Cement mixture forming device

Technical Field

The invention relates to the field of cement mixture forming, in particular to a cement mixture forming tool.

Background

The cement pipe is also called cement pressure pipe and reinforced concrete pipe, it can be used as sewer pipe in urban construction foundation, can drain sewage, flood prevention and drain water, and can be used in some special factories and mines as well as water supply pipe and farmland motor-pumped well, and its processing and forming mode is several, in which the centrifugal forming mode is most common, the tubular mould is rotated, cement paste is added into its inner cavity, and under the action of centrifugal force the cement paste is uniformly distributed on the inner wall of mould so as to finally form cement pipe.
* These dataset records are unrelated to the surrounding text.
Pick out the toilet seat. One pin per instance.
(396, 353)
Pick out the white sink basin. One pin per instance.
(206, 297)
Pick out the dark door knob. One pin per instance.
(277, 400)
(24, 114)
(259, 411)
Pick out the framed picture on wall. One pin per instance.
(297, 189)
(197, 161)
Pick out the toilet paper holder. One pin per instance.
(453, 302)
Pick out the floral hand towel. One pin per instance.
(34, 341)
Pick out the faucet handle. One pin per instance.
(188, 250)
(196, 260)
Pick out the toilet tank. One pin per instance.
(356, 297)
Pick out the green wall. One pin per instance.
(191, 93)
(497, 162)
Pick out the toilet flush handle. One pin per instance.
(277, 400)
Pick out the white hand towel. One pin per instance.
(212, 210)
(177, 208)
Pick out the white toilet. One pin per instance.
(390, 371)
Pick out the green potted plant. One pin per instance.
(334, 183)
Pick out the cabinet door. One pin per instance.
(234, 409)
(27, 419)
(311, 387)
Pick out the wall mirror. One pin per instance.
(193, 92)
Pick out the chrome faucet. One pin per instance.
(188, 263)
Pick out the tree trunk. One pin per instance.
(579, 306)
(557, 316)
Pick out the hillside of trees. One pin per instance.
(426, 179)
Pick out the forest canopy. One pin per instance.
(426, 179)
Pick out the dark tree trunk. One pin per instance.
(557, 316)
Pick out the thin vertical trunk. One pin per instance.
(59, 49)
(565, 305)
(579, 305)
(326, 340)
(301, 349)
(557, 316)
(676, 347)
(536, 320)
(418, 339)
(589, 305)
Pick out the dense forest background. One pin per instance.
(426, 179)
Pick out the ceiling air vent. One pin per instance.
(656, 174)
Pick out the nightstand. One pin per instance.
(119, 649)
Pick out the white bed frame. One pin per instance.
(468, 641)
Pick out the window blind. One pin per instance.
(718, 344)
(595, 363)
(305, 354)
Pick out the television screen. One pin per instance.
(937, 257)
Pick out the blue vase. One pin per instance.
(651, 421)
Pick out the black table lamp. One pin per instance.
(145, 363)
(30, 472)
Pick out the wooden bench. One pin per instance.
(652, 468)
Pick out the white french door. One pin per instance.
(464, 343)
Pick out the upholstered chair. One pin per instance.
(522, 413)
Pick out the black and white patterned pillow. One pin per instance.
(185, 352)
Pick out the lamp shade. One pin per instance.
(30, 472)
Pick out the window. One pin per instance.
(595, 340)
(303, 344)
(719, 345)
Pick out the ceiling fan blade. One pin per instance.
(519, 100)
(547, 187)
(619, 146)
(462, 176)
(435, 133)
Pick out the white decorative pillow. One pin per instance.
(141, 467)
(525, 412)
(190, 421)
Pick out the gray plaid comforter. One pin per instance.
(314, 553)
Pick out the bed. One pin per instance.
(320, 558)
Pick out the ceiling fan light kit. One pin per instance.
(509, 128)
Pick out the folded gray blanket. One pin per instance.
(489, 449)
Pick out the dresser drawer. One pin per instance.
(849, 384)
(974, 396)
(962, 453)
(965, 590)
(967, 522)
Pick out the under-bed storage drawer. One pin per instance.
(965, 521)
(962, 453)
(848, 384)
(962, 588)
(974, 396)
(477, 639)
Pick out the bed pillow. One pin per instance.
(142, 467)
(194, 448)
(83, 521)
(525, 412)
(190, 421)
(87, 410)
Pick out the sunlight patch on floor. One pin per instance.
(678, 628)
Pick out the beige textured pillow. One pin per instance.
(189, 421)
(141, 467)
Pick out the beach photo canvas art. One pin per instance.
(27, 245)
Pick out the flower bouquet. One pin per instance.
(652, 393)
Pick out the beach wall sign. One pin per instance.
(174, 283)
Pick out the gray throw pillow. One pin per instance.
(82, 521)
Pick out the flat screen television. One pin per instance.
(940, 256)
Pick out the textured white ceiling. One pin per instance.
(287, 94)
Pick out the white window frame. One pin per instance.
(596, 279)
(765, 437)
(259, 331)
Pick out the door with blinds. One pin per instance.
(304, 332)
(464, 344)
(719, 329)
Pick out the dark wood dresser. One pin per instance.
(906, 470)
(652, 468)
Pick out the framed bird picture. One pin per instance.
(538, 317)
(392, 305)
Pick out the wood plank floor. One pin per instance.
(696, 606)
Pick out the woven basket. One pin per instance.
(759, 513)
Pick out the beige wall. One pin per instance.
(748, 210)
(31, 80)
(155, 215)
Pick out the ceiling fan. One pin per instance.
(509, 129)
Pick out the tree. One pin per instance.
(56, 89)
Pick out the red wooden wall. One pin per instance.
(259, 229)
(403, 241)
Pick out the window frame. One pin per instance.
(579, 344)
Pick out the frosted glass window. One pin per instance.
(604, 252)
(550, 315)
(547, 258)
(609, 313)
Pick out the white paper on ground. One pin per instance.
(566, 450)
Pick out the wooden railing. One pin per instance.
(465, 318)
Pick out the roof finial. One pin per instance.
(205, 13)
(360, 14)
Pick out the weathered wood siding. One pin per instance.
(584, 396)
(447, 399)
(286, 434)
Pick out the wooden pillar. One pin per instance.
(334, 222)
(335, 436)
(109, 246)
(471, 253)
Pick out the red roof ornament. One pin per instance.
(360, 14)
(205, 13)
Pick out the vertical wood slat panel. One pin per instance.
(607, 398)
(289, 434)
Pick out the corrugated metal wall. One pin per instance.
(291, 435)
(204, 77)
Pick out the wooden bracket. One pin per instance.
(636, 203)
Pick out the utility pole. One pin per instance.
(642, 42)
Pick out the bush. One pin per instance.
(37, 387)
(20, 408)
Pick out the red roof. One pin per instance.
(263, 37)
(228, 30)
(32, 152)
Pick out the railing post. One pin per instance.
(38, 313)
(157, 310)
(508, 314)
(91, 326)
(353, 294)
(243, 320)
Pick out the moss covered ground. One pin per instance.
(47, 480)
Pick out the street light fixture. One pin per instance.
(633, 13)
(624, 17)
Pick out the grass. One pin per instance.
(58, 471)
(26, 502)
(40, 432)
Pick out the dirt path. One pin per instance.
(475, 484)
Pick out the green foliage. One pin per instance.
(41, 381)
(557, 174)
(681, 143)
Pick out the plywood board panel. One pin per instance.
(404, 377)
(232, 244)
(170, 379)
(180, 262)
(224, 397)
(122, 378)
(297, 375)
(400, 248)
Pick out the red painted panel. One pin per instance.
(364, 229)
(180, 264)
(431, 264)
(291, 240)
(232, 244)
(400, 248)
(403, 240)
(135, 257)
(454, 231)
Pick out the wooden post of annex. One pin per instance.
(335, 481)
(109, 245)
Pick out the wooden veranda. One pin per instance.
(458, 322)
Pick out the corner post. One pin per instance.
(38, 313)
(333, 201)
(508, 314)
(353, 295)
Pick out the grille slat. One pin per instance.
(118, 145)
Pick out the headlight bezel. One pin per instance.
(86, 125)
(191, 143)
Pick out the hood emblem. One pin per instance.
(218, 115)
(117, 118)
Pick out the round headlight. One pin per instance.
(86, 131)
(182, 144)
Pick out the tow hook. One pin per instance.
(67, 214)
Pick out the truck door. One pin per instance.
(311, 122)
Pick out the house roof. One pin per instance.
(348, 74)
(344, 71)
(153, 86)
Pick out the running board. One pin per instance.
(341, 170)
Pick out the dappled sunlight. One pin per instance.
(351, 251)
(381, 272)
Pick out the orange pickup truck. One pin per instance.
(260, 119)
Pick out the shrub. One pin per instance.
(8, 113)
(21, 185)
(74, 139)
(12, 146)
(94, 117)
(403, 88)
Traditional cement pipe centrifugal forming equipment hangs tubular mould through the unipolar to drive the mould is rotatory, though makes its ability axle rotatory under mould and cement material gravity effect, but adds the cement mixture at high-speed rotatory in-process, and the mould appears the shake easily, causes cement pipe shaping inefficiency, and cement pipe shaping quality has the flaw moreover.

Disclosure of Invention

The invention aims to solve the following problems in the prior art: the cement mixture is added in the high-speed rotation process, the mold is easy to shake, the cement pipe forming efficiency is low, and the cement pipe forming quality has flaws.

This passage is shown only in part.